Chào các bạn! Vì nhiều lý do từ nay Truyen2U chính thức đổi tên là Truyen247.Pro. Mong các bạn tiếp tục ủng hộ truy cập tên miền mới này nhé! Mãi yêu... ♥

Bab 04: Malam Hari

Meski mengendap-endap, langkah kaki tetap menggema di sepanjang koridor gedung utama akademi. Kesunyian yang mencekam tidak membuat mereka gentar. Keempat gadis itu hanya perlu melewati gedung utama agar tiba di sumur tua.

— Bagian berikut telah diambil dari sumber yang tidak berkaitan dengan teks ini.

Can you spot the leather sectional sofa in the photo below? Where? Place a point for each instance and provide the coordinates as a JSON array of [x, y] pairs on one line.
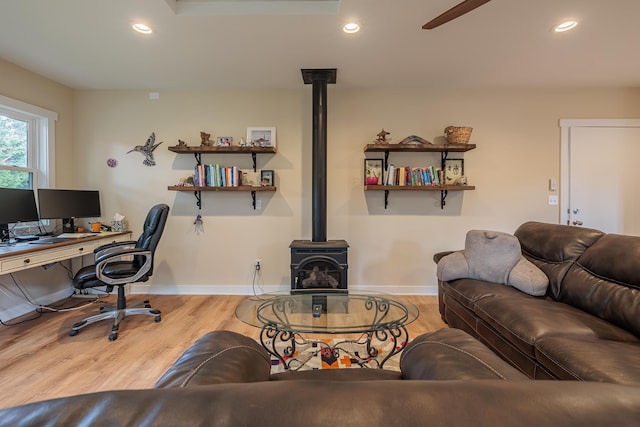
[[586, 327], [446, 378]]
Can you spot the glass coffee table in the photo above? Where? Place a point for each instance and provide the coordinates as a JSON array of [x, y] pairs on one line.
[[284, 317]]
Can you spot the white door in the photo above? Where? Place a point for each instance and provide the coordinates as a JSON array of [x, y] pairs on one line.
[[600, 175]]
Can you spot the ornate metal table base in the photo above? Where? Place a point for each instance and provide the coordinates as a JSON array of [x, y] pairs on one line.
[[282, 345]]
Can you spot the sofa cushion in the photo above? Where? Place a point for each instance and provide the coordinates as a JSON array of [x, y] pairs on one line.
[[553, 247], [219, 357], [496, 257], [448, 354], [605, 281], [588, 359], [523, 320]]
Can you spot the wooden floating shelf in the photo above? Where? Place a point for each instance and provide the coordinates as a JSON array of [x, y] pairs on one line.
[[240, 188], [419, 187], [221, 149], [419, 148]]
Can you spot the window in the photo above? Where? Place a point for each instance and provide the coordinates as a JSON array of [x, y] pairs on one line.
[[27, 142]]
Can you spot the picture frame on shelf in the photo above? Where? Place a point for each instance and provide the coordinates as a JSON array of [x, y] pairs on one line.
[[266, 178], [250, 177], [453, 171], [373, 171], [261, 137]]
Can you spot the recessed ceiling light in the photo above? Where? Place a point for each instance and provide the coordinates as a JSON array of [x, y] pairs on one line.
[[351, 27], [142, 28], [565, 26]]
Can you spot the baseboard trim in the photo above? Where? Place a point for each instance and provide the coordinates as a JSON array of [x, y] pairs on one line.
[[249, 290], [25, 308]]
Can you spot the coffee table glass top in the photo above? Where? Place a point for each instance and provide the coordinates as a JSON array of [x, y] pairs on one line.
[[331, 312]]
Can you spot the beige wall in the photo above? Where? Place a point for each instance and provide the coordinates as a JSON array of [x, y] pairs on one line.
[[516, 132]]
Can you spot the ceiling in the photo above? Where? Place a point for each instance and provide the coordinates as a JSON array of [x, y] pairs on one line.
[[89, 44]]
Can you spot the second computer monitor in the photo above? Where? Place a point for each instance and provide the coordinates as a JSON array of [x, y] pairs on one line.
[[16, 205], [67, 205]]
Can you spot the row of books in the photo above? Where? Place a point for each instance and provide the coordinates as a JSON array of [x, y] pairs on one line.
[[216, 176], [406, 176]]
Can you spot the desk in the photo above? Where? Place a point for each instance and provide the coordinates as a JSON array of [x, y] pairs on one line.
[[24, 255]]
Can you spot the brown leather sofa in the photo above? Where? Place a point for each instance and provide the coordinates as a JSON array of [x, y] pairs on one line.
[[586, 327], [446, 378]]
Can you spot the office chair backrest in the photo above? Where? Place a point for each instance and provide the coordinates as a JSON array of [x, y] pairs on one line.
[[152, 230]]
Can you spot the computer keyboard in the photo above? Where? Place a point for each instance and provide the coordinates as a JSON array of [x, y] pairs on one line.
[[74, 235], [64, 237]]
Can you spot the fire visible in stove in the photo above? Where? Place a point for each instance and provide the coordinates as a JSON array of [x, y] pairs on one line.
[[319, 265], [319, 274]]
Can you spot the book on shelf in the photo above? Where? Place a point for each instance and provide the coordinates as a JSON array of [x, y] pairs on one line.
[[216, 176], [406, 176]]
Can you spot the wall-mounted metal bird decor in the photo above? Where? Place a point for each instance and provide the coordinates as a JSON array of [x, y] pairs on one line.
[[147, 150]]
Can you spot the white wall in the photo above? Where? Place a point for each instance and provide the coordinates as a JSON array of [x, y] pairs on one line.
[[516, 132]]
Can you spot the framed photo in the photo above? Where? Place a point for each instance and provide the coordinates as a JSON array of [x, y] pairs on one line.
[[225, 141], [453, 171], [373, 171], [266, 178], [261, 137], [250, 177]]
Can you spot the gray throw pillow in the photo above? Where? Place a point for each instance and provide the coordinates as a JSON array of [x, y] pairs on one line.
[[493, 256]]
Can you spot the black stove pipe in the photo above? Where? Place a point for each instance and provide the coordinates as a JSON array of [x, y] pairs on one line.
[[319, 78]]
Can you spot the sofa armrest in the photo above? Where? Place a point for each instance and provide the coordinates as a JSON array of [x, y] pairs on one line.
[[439, 255], [216, 358], [452, 354]]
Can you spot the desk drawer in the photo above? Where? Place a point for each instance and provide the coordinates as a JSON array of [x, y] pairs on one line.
[[33, 259]]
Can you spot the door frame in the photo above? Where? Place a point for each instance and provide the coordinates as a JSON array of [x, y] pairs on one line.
[[565, 155]]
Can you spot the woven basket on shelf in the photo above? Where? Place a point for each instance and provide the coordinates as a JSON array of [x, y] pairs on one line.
[[458, 135]]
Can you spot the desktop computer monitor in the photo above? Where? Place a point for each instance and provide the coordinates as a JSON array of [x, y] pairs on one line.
[[16, 205], [68, 205]]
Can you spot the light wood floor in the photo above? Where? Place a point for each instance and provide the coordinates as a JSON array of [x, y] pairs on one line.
[[39, 360]]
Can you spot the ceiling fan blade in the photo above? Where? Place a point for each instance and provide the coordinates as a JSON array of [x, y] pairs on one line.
[[453, 13]]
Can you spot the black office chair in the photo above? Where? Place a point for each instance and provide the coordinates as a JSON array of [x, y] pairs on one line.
[[121, 263]]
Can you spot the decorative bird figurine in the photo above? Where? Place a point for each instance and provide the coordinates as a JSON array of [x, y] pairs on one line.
[[147, 150]]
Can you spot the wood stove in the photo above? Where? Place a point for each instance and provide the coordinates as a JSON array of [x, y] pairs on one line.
[[319, 263]]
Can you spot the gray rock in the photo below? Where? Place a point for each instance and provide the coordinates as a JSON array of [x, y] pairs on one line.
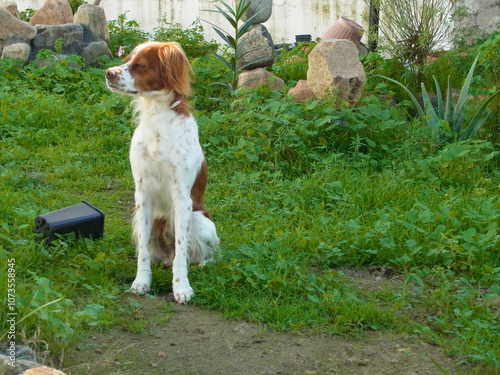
[[335, 68], [71, 34], [258, 47], [95, 50], [14, 30], [95, 17], [261, 9], [17, 50]]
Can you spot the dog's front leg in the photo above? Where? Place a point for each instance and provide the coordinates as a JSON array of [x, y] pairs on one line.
[[143, 221], [180, 282]]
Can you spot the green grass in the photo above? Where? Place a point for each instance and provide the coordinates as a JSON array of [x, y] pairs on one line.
[[299, 194]]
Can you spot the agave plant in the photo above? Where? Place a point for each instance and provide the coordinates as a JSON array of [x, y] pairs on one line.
[[233, 16], [451, 116]]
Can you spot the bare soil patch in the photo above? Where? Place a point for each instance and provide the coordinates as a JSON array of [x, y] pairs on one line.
[[190, 340]]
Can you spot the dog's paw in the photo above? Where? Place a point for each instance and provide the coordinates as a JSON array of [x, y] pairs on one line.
[[183, 293], [141, 284]]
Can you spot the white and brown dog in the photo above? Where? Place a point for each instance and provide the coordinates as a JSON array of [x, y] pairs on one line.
[[169, 168]]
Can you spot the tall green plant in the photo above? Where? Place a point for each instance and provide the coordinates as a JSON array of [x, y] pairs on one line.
[[412, 29], [233, 16], [451, 116]]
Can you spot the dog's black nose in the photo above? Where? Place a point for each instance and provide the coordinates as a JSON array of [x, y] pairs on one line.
[[110, 73]]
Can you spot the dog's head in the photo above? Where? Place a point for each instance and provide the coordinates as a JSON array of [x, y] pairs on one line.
[[151, 67]]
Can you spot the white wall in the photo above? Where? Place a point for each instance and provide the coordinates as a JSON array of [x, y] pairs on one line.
[[289, 17]]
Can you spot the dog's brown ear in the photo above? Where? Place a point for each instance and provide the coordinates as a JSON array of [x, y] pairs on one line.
[[175, 68]]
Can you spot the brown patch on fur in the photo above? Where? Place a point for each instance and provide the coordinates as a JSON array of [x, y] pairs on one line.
[[182, 108], [161, 66]]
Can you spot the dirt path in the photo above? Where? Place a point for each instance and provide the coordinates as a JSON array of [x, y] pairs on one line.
[[189, 340]]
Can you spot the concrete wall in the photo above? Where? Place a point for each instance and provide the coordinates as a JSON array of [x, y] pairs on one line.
[[289, 17]]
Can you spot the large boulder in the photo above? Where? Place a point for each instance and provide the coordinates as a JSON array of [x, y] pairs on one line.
[[14, 30], [53, 12], [95, 17], [17, 51], [261, 9], [71, 35], [258, 77], [258, 48], [335, 68], [344, 28]]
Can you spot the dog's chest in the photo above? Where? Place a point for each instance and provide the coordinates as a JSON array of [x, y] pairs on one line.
[[159, 149]]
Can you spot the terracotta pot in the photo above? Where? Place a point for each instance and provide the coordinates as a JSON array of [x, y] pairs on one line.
[[344, 28]]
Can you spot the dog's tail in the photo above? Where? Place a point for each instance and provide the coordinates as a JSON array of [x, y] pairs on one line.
[[202, 239]]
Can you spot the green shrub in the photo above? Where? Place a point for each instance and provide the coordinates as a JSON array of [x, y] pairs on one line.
[[124, 35], [292, 65], [191, 39]]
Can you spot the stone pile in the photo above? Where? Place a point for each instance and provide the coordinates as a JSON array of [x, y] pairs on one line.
[[258, 50], [335, 69], [85, 34]]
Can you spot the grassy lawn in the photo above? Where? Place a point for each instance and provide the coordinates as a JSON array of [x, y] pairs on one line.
[[300, 194]]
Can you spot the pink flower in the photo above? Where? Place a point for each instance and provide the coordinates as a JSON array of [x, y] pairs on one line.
[[121, 50]]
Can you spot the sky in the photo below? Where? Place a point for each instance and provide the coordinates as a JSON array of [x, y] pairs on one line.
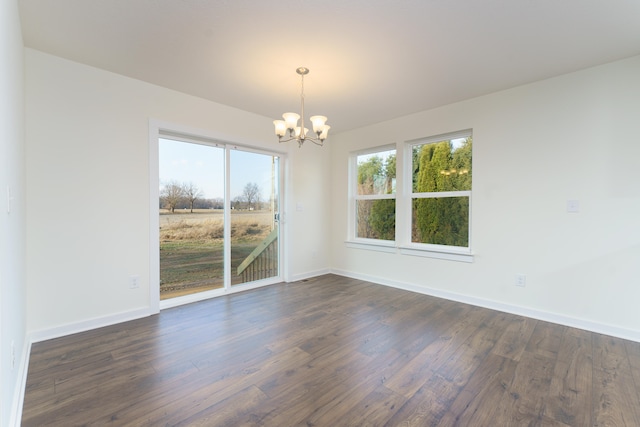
[[203, 165]]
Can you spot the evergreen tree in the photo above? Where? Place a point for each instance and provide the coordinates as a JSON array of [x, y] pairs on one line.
[[443, 220]]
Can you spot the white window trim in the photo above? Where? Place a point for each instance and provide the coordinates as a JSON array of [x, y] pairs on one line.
[[352, 238], [402, 244]]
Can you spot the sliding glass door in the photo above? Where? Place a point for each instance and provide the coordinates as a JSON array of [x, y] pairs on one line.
[[254, 216], [218, 214]]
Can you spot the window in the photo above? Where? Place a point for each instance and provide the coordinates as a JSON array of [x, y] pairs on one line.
[[432, 209], [441, 190], [374, 187]]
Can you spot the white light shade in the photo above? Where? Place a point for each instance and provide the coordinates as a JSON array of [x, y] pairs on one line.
[[281, 127], [291, 119], [318, 123], [324, 133]]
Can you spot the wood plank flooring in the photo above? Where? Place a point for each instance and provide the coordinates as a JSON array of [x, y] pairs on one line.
[[332, 351]]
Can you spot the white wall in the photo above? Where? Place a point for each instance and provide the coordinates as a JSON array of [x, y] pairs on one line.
[[535, 147], [88, 184], [12, 224]]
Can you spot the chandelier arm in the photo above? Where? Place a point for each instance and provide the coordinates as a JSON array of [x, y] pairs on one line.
[[302, 132]]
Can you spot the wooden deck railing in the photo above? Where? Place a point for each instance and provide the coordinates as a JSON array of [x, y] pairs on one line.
[[262, 263]]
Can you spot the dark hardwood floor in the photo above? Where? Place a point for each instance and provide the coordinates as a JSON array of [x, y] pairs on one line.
[[333, 351]]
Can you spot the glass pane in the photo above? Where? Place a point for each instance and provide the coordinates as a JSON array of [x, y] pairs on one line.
[[191, 218], [254, 216], [377, 173], [441, 221], [442, 166], [376, 219]]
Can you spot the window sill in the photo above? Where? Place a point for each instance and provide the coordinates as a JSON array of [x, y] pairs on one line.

Gedung utama diselimuti kegelapan. Tidak ada lampu yang dinyalakan karena hari sudah sangat malam, bahkan para petugas akademi sudah kembali ke gedung mereka. Satu-satunya sumber cahaya di situ adalah bola cahaya yang diciptakan Censia.

Tidak lama kemudian, mereka berempat tiba di hadapan sumur tua yang disembunyikan pepohonan rimbun. Mata mereka menyapu sekeliling, memastikan tidak ada orang lain di sekitar.

Censia yang penasaran mendekat, mengintip ke dalam sumur tersebut. Tidak ada air di dalam. Sumur itu sudah lama kering.

Semak-semak berbunyi, membuat mereka tegang untuk sesaat. Betapa leganya mereka saat menyadari itu hanya Rin yang sedang mencari sesuatu.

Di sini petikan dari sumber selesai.